We began to climb a steep grade and the bus engine started to sputter. We had run out of diesel. We waited for about an hour while the driver made arrangements to get more fuel. The sun began to go down.
Santiago continued: “There are no government-funded social services in this region.”
Since there are no public services, the local communities in Zone One know that the only way to overcome the numerous hardships is by working together. The communities work together with the assistance of various organizations like CED-INS or the Catholic Church to provide their own basic services. An example of this cooperation is the water pipeline that was completed seven days ago. Water is brought down the side of the mountain into the community. Families help each other build homes and provide other services, like child-care and home-schooling. CED-INS provides food and other relief for newly arrived refugees. They have local elections. In essence, its self-governance and the effect is that, despite the staggering poverty and hardship, the communities are very close and family ties are very strong. The Catholic Church plays an important role in the community.

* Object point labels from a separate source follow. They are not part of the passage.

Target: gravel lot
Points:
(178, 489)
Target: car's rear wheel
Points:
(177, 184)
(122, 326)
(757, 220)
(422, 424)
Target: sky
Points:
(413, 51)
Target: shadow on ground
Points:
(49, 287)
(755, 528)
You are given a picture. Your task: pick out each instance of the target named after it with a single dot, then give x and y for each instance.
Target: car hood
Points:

As darkness fell, we noticed that many of the homes had a single line of lit candles placed in the front yard. It was to commemorate December 8th, “The Day of the Immaculate Conception.” It was obvious that the people in this region took a lot of pride in their communities and what they had achieved here.

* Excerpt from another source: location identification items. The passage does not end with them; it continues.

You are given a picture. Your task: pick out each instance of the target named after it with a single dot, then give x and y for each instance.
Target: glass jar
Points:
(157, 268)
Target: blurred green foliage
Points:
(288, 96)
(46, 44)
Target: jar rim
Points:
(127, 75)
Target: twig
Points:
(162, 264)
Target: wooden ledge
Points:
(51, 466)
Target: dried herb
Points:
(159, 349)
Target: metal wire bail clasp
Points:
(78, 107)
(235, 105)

The bus came to a stop at the bottom of a hill. We had reached our prearranged destination. The original plan had been for the delegation to deliver three large duffel-bags filled with toys to the local community leaders, but there had been a communications problem. As we walked through the community, we began to see children standing in the doorways of their modest, concrete homes with their mothers standing behind them. Lights began to come on in some of the homes and people came out on the patios and verandas to see what was going on. Many of the children were bundled up because of the cool weather. There was a brief meeting with the local community leaders. The duffel bags were then hauled from the bus and dragged up the hillside. The bag was opened and the toys were passed out. The children were incredibly polite and well-mannered. The toys were wrapped in Christmas paper. Each child took one toy. Bread was also passed out to the growing crowd. It was a joyous and festive occasion. After the toys were passed out, the children would run back to their mothers to show them the package. A group of nearby residents lit some sparklers and started running around, waving them in the air. Everything went fine, except at one point, a little boy ended up with a package marked “nina” and started crying. The situation was quickly remedied with another package marked “nino.” There was also some concern that there wouldn’t be enough presents and a single small girl would have to go without, but one of the delegates ran down the hillside and came back up with the last present–nobody went without.

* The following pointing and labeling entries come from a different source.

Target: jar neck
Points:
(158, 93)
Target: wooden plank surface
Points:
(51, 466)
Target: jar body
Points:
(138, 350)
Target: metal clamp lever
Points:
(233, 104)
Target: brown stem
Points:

We stood around and talked with the residents. Some of them were sipping homemade beer. A couple of the delegates smoked and exchanged cigarettes with them. I thought about how impoverished these people were and yet they were filled with such joy. Their families were so close. They had nothing and yet they had welcomed us with opened arms. I savored the moment.
After a few minutes, we headed back down the hill and Joe Yusakis summed everything up, “It seems to me, there’s a real sense of community around here,” he said, quietly.
I nodded in agreement, and then looked up the hill. It was a nice feeling.
We had left behind a lot of happy children up there.